George Osborne, the Chancellor, cut capital gains tax significantly, giving many investors a major boost.
The basic rate of capital gains tax will fall from 18pc to 10pc from April this year, while the higher rate will fall from 28pc to 20pc.
However, gains made on residential property will not be eligible for the newly lowered rates. Instead the Chancellor has maintained the existing rates, equivalent to an eight percentage point surcharge. The same will apply to carried interest.
The Budget document said the move was intended to “ensure that CGT provides an incentive to invest in companies over property”.For a £10,000 gain (above the £11,100 tax-free allowance) a basic-rate taxpayer would currently be left with £8,200 after tax, and a higher-rate or additional-rate taxpayer with £7,200.
Under the new rates, the basic-rate taxpayer would be left with £9,000 and the higher or additional-rate taxpayer with £8,000.
The changes will see Britain charge some of the lowest capital gains tax rates in Europe.

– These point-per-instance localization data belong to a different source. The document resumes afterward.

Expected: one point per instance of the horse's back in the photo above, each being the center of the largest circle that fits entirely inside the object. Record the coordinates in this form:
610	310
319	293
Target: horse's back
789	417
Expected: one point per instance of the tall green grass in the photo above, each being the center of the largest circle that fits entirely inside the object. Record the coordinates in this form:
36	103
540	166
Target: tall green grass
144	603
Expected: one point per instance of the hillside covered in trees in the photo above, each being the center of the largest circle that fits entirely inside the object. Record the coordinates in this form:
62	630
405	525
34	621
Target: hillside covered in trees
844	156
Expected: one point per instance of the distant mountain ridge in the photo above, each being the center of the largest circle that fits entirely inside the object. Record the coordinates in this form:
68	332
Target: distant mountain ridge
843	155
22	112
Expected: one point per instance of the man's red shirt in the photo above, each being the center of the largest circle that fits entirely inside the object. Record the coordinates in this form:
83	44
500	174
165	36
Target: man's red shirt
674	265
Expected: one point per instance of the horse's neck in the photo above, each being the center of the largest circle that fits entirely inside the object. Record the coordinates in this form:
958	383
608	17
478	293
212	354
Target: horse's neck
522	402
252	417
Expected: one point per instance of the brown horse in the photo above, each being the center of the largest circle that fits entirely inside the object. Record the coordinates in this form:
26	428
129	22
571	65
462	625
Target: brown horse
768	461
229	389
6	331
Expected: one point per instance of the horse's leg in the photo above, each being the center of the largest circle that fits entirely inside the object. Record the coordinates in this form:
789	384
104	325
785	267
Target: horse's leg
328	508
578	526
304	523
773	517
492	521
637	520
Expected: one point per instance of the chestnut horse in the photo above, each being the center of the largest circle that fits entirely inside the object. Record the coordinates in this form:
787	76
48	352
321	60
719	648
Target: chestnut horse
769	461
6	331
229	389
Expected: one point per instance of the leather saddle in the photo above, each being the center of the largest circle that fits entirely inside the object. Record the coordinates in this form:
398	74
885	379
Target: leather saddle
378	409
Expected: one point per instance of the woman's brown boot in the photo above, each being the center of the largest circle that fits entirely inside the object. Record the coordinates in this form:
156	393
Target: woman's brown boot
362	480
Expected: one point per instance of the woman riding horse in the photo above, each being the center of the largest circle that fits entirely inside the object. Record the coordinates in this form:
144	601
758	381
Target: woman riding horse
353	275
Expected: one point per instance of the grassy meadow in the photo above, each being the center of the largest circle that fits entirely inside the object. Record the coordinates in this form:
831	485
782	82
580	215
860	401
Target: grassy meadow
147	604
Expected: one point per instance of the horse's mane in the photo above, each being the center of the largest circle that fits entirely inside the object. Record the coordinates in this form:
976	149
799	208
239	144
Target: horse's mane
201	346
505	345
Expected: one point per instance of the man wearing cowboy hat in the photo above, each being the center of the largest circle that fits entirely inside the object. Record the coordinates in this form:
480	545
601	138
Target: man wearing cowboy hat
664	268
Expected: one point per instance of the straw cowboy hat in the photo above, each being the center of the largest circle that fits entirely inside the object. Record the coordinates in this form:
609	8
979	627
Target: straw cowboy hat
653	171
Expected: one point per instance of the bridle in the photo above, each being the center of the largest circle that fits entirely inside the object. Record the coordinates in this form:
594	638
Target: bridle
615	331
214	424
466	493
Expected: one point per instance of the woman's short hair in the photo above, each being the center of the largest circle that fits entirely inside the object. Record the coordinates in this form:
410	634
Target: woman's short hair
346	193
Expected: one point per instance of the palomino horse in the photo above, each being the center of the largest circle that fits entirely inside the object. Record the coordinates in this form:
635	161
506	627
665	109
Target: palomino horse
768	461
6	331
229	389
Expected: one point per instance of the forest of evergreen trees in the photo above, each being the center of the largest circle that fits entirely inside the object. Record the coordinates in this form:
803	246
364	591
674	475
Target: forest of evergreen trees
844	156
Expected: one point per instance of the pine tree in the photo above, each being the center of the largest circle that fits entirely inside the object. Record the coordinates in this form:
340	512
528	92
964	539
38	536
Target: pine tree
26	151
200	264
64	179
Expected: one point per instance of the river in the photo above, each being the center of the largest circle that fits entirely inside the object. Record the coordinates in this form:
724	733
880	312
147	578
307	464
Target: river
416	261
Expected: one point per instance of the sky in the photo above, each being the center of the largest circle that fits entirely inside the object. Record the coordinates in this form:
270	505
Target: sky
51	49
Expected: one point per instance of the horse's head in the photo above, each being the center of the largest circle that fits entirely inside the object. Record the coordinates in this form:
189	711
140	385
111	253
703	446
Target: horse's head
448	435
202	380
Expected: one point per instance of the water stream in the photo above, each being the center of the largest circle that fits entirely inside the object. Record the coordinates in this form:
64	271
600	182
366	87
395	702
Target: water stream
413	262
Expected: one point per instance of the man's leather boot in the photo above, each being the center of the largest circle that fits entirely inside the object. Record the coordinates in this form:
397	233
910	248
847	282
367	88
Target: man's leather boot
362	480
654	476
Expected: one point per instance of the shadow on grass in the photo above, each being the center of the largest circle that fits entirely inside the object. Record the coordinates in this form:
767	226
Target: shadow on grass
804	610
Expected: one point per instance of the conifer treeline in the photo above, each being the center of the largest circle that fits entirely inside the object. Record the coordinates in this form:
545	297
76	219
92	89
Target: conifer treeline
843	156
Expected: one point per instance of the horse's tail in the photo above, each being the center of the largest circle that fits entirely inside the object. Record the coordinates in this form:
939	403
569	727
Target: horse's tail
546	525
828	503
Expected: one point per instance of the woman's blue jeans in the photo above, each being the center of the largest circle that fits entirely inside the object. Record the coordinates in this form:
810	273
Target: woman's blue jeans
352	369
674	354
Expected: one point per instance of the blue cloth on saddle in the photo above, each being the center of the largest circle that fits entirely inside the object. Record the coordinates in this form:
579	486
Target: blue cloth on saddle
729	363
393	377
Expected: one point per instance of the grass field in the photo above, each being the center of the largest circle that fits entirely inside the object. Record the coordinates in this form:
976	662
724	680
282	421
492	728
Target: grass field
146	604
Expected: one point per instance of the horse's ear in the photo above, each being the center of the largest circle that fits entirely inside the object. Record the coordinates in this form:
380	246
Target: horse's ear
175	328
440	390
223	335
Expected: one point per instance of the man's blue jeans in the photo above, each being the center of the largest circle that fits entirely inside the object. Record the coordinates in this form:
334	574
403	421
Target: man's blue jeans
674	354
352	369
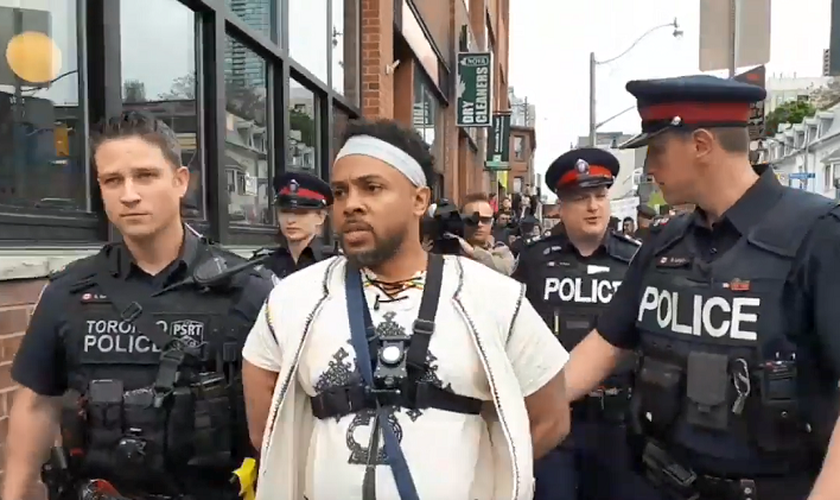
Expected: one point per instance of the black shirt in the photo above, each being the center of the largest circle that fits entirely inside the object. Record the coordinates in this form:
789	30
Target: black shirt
40	362
813	286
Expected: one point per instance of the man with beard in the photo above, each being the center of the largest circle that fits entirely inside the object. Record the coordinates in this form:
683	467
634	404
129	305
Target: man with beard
391	373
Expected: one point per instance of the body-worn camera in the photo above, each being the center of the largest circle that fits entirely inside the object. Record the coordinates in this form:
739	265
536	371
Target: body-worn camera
391	368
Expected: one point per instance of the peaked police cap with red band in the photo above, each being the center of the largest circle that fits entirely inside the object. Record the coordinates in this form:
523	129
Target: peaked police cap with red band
302	190
691	102
582	168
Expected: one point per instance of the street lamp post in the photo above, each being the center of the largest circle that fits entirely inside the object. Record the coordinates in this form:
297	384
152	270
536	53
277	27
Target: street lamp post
593	63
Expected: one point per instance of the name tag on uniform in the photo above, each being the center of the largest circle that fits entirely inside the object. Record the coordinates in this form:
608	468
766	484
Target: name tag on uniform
673	262
94	298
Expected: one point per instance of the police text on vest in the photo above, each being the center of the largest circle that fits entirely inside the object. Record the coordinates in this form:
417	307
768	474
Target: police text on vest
572	290
115	336
738	322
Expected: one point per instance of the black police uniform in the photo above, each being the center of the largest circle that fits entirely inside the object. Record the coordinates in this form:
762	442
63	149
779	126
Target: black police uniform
736	324
152	365
569	291
299	191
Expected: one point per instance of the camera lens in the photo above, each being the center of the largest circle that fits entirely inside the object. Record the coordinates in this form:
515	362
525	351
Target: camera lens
391	355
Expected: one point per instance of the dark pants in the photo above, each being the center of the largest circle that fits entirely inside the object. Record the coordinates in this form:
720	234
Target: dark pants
594	463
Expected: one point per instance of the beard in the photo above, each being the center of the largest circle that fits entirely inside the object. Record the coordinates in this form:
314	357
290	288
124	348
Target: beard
384	249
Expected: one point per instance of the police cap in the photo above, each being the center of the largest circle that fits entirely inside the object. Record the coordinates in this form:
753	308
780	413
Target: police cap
691	102
582	168
646	212
302	190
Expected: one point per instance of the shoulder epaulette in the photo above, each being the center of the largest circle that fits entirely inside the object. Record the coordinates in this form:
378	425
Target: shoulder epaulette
627	239
78	270
262	252
658	223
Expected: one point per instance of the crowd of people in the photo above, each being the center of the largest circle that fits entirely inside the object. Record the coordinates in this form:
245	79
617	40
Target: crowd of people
692	358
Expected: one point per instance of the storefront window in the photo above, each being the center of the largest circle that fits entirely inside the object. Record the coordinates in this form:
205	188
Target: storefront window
345	48
303	129
166	91
246	141
42	136
308	35
258	14
340	121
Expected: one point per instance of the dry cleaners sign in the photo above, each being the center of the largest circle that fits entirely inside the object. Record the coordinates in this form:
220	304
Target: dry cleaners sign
475	89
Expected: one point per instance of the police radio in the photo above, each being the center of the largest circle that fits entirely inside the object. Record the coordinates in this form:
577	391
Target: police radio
391	368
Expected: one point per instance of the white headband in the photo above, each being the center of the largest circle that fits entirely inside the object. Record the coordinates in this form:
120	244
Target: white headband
367	145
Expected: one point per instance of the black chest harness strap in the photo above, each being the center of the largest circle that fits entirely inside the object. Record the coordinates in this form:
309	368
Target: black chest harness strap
366	346
414	393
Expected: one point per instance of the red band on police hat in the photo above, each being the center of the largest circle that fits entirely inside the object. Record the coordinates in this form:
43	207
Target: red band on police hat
304	193
571	177
697	112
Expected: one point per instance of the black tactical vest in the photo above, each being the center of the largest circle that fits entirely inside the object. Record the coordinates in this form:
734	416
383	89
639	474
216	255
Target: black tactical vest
568	293
718	376
139	437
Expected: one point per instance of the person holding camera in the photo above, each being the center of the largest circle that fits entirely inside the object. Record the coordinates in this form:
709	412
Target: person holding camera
391	373
478	242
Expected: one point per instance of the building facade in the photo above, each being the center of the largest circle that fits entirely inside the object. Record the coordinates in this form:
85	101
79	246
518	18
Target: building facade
782	89
521	178
807	155
524	114
630	175
409	60
251	88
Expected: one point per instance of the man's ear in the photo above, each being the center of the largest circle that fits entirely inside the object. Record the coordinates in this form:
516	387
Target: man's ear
422	198
182	180
704	142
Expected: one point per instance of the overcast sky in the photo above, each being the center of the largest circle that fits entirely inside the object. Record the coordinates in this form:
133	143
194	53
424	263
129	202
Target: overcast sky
550	42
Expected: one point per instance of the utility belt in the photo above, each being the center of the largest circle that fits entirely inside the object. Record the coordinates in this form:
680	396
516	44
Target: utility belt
344	400
680	482
713	392
145	438
605	404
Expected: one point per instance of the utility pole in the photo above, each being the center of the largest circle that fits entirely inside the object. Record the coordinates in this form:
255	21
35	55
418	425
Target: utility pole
592	121
736	11
527	123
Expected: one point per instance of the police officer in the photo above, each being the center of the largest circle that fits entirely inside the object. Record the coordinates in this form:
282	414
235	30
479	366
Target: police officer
302	201
570	279
143	337
733	307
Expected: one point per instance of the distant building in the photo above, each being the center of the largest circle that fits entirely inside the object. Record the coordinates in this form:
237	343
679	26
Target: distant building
523	113
784	88
834	40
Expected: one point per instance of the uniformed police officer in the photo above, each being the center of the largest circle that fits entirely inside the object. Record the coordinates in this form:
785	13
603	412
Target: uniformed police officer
145	335
570	279
734	308
302	201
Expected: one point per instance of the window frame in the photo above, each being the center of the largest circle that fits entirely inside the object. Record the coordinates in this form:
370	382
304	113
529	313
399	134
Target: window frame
98	46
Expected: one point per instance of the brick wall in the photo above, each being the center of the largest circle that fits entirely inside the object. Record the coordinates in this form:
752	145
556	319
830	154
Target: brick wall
377	52
17	299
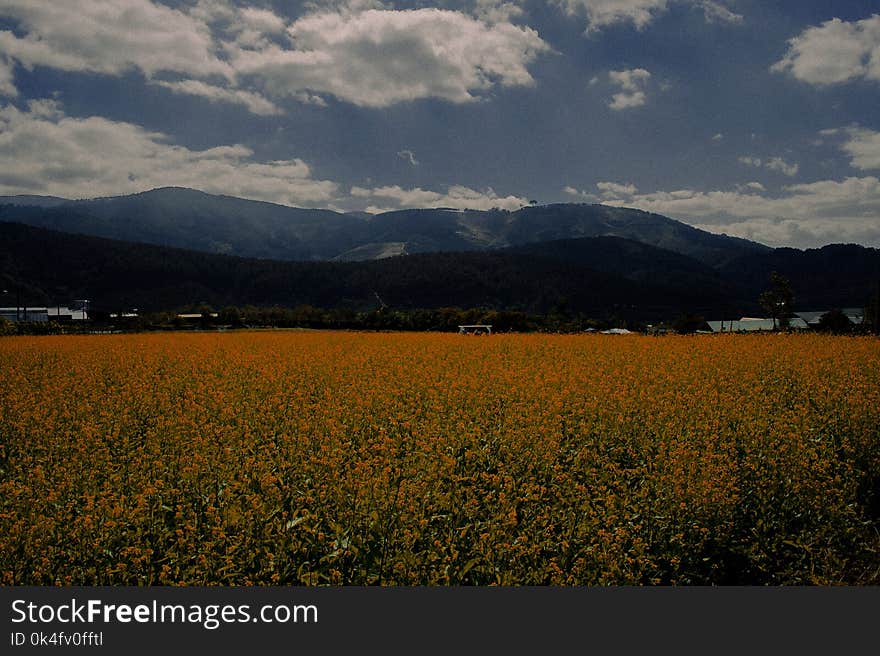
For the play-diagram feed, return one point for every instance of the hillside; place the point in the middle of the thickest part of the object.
(114, 275)
(185, 218)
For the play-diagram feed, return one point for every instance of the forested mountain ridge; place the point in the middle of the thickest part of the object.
(194, 220)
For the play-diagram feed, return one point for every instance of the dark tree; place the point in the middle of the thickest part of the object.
(778, 300)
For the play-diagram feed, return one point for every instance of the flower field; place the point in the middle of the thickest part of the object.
(254, 458)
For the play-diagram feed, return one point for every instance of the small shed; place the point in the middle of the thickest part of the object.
(475, 329)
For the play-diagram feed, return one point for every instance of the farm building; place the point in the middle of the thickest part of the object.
(31, 314)
(753, 324)
(855, 315)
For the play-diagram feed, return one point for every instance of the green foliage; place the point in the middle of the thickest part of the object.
(778, 300)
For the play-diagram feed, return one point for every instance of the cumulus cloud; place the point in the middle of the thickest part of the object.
(803, 215)
(836, 51)
(109, 37)
(254, 102)
(456, 197)
(44, 151)
(777, 164)
(377, 58)
(632, 83)
(640, 13)
(252, 56)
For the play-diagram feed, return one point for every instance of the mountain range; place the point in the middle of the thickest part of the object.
(173, 247)
(190, 219)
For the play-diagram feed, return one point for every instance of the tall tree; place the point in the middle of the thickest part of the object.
(778, 299)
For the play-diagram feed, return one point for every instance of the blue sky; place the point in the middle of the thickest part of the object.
(746, 117)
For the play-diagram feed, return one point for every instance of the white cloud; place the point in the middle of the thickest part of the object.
(262, 20)
(781, 166)
(602, 13)
(252, 56)
(7, 78)
(715, 12)
(254, 102)
(583, 196)
(409, 156)
(640, 13)
(109, 37)
(614, 190)
(834, 52)
(632, 83)
(863, 147)
(496, 11)
(456, 197)
(804, 215)
(43, 151)
(777, 164)
(377, 58)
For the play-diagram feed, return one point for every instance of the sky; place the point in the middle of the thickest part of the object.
(745, 117)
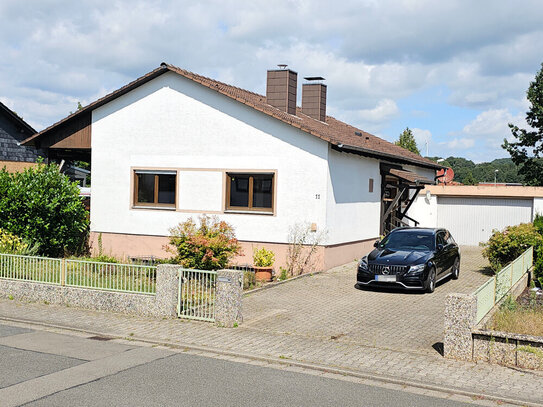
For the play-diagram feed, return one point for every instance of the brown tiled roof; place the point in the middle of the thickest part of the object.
(341, 135)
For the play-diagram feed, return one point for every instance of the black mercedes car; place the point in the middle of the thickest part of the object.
(414, 258)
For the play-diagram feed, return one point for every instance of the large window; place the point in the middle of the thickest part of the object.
(155, 188)
(250, 192)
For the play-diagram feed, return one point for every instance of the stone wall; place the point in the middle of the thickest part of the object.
(161, 304)
(465, 339)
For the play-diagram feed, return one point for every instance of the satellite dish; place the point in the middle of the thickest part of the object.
(448, 175)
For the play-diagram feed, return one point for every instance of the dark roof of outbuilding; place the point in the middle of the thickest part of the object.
(340, 135)
(16, 118)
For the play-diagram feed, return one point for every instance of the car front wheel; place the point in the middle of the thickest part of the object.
(431, 282)
(456, 269)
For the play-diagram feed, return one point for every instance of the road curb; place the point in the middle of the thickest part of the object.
(285, 362)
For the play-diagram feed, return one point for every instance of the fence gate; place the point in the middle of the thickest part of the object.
(196, 298)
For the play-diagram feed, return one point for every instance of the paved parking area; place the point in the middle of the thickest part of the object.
(328, 306)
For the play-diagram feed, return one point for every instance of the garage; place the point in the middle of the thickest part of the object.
(472, 219)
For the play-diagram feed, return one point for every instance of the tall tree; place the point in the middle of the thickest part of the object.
(527, 151)
(407, 141)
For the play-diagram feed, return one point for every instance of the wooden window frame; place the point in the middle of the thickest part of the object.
(250, 208)
(155, 204)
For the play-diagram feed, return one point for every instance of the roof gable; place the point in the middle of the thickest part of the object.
(15, 118)
(340, 135)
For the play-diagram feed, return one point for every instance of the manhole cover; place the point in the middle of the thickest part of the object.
(100, 338)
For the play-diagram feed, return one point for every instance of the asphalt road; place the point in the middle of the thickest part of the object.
(40, 368)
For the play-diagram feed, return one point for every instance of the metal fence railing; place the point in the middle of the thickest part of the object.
(196, 298)
(30, 268)
(79, 273)
(111, 276)
(498, 286)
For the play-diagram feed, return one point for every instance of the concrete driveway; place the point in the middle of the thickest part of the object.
(328, 306)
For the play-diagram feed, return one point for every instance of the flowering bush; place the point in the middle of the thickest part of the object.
(263, 257)
(208, 246)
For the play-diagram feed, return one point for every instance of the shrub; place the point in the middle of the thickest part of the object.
(249, 280)
(11, 244)
(263, 257)
(538, 223)
(302, 248)
(42, 206)
(209, 246)
(505, 246)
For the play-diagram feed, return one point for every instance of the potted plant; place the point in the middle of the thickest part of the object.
(262, 262)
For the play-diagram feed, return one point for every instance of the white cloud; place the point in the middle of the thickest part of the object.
(373, 54)
(459, 144)
(385, 110)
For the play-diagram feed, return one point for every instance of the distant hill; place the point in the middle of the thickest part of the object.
(469, 173)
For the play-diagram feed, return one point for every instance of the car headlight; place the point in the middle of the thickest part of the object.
(363, 262)
(416, 269)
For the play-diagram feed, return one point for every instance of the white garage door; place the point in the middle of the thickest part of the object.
(471, 220)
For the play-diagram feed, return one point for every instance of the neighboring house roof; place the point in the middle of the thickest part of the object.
(340, 135)
(410, 176)
(15, 117)
(485, 191)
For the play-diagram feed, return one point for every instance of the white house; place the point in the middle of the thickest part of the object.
(173, 144)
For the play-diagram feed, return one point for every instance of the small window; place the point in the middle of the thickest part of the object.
(155, 188)
(249, 192)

Tina Riches, a tax partner at Smith & Williamson, the accountancy firm, said: “The Chancellor’s plan to reduce capital gains tax rates are a very welcome encouragement for entrepreneurs and others investing in businesses – but yet another disappointment for those invested in residential property who fail to benefit from this latest initiative.”
Ms Riches added that taxpayers likely to be hit by the new dividend taxation system, which takes effect next month, might "reconsider their portfolios” in light of the lower rates of CGT. A change in focus from income-producing to growth-orientated shares, for example, could mean paying less tax.
Entrepreneurs' relief will also be extended to long-term investors in unlisted companies. This will mean that the rate for gains on newly issued shares in unlisted companies (purchased on or after March 17 2016) will be 10pc, as long as they are held for a minimum of three years.